根因：Agent生成内容但写入失败（截断），"完成确认"与"实际写入"逻辑分离

解决方案：不依赖Agent自我报告，强制验证

#!/usr/bin/env python3
"""知识库完整性验证脚本"""

import os
from pathlib import Path

KB_ROOT = Path("/Volumes/A/Agents/test-agent/knowledge_base")

# 预期模块列表（47个）
EXPECTED_MODULES = [
    # 测试基础（5）
    "test-pyramid", "test-generation", "test-data", "test-orchestration", "test-reporting",
    # Web/API（3）
    "web-testing", "e2e-testing", "api-testing",
    # 客户端（4）
    "mobile-testing", "desktop-testing", "terminal-testing", "cross-platform-testing",
    # 后端（6）
    "server-testing", "database-testing", "message-queue-testing",
    "event-driven-testing", "microservices-testing", "serverless-testing",
    # ... 更多模块
]

def validate_knowledge_base():
    """验证知识库完整性"""
    results = {
        "total_modules": 0,
        "total_files": 0,
        "total_lines": 0,
        "missing_modules": [],
        "empty_modules": [],
        "low_content_modules": []
    }

    # 检查每个模块
    for module_name in EXPECTED_MODULES:
        module_path = KB_ROOT / module_name
        results["total_modules"] += 1

        if not module_path.exists():
            results["missing_modules"].append(module_name)
            continue

        # 统计文件和行数
        md_files = list(module_path.rglob("*.md"))
        file_count = len(md_files)
        results["total_files"] += file_count

        if file_count == 0:
            results["empty_modules"].append(module_name)
            continue

        # 统计行数
        total_lines = 0
        for f in md_files:
            with open(f, 'r', encoding='utf-8', errors='ignore') as fp:
                total_lines += len(fp.readlines())

        results["total_lines"] += total_lines

        # 检查内容是否过少（每个文件应>50行）
        if file_count > 0 and total_lines < file_count * 50:
            results["low_content_modules"].append({
                "module": module_name,
                "files": file_count,
                "lines": total_lines
            })

    return results

if __name__ == "__main__":
    print("=== 知识库完整性验证 ===")
    results = validate_knowledge_base()

    print(f"模块总数: {results['total_modules']}")
    print(f"文件总数: {results['total_files']}")
    print(f"总行数: {results['total_lines']}")

    if results['missing_modules']:
        print(f"\n⚠️ 缺失模块 ({len(results['missing_modules'])}):")
        for m in results['missing_modules']:
            print(f"  - {m}")

    if results['empty_modules']:
        print(f"\n⚠️ 空模块 ({len(results['empty_modules'])}):")
        for m in results['empty_modules']:
            print(f"  - {m}")

    if results['low_content_modules']:
        print(f"\n⚠️ 内容不足模块 ({len(results['low_content_modules'])}):")
        for m in results['low_content_modules']:
            print(f"  - {m['module']}: {m['files']}文件, {m['lines']}行")

    if not any([results['missing_modules'], results['empty_modules'], results['low_content_modules']]):
        print("\n✅ 验证通过！

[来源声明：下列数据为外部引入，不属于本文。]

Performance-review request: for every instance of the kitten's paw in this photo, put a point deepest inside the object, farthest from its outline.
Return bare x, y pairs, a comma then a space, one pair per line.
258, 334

所有模块完整")

四、最终执行策略

经过多轮踩坑，确定最稳定的执行策略：

# 最终执行策略
EXECUTION_STRATEGY = {
    "batches": [
        # 批次1（3个Agent并行）
        {
            "agents": 3,
            "modules": ["测试基础（5）", "Web/API（3）", "客户端（4）"],
            "verification": "filesystem_check"
        },
        # 批次2（3个Agent并行）
        {
            "agents": 3,
            "modules": ["后端（6）", "游戏/图形（4）", "安全（6）"],
            "verification": "filesystem_check"
        },
        # 批次3（3个Agent并行）
        {
            "agents": 3,
            "modules": ["性能/可靠性（5）", "数据/合规（3）", "新兴技术（4）"],
            "verification": "filesystem_check"
        },
        # 批次4（1个Agent）
        {
            "agents": 1,
            "modules": ["兼容性/工程（7）"],
            "verification": "filesystem_check"
        }
    ],
    "total_time": "8小时",
    "stability": "100% (47/47模块完成)"
}

五、最终成果数据

5.1 Test Agent独立成果

维度	数据
知识库模块	47个
知识库文件	158个
总行数	45,163行
代码示例覆盖率	95%
检查清单覆盖率	90%
覆盖语言	Python, Go, JavaScript, Java, C/C++, C#, Rust
测试类型	单元/集成/E2E/性能/安全/混沌/契约/可观测性

5.2 Refactor Agent + Test Agent组合

维度	Refactor Agent	Test Agent	组合
知识库模块	15	47	62
知识库文件	84	158	242
总行数	27,427	45,163	72,590
Skills	5	6	11

六、Agent架构黄金法则

法则1：单一职责原则（SRP）

# 错误架构
class CombinedAgent:
    def refactor(self): pass      # 职责冲突
    def test(self): pass          # 上下文污染
    def verify(self): pass        # 自我确认偏差

# 正确架构
class RefactorAgent:
    def refactor(self): pass      # 只负责重构
    def submit(self): pass        # 通知测试

class TestAgent:
    def verify(self): pass        # 只负责验证
    def report(self): pass        # 客观报告

法则2：独立上下文原则

# 错误：Test Agent看到Refactor Agent的内心想法
test_context = {
    "repo_map": agent.repo_map,           # 污染判断
    "task_decomposition": agent.tasks,    # 知道哪里偷懒
    "intent": "重构这个模块"               # 先入为主
}

# 正确：只能看到输入和输出
test_context = {
    "input": "函数签名+文档",
    "output": "运行结果+行为",
    "behavior_diff": "与基线差异"
}

法则3：可验证性原则

# 验证脚本示例：检查重构前后的行为一致性
python3 skills/behavior-verification-skill/scripts/compare-behavior.py \
  --before workspace/baseline/before.json \
  --after workspace/baseline/after.json \
  --report workspace/behavior-diff.md

法则4：渐进稳定原则

❌ 错误：同时10个Agent → 超时、截断、路径错误、0%完成
✅ 正确：分4批（3+3+3+1） → 8小时，100%完成

七、总结

通过这次实战，我总结了多Agent知识库填充的核心经验：

分批执行：每批最多3个Agent，完成后强制验证
小任务：一个任务只填充1个模块，避免输出截断
验证优先：不依赖Agent自我报告，用脚本检查实际结果
路径明确：在提示词中重复3次完整路径
渐进稳定：不要追求一次性完美，小步快跑更可靠

这套方法论同样适用于其他多Agent场景。

引用来源

Hermes Agent官方文档 - Agent职责分离设计原则（2026-04）
软件测试金字塔理论 - Martin Fowler关于测试分层（2026-04）
测试左移实践 - Microsoft Engineering团队关于提前验证的研究（2026-04）

免责声明：个人技术观察，具体行为以官方文档为准。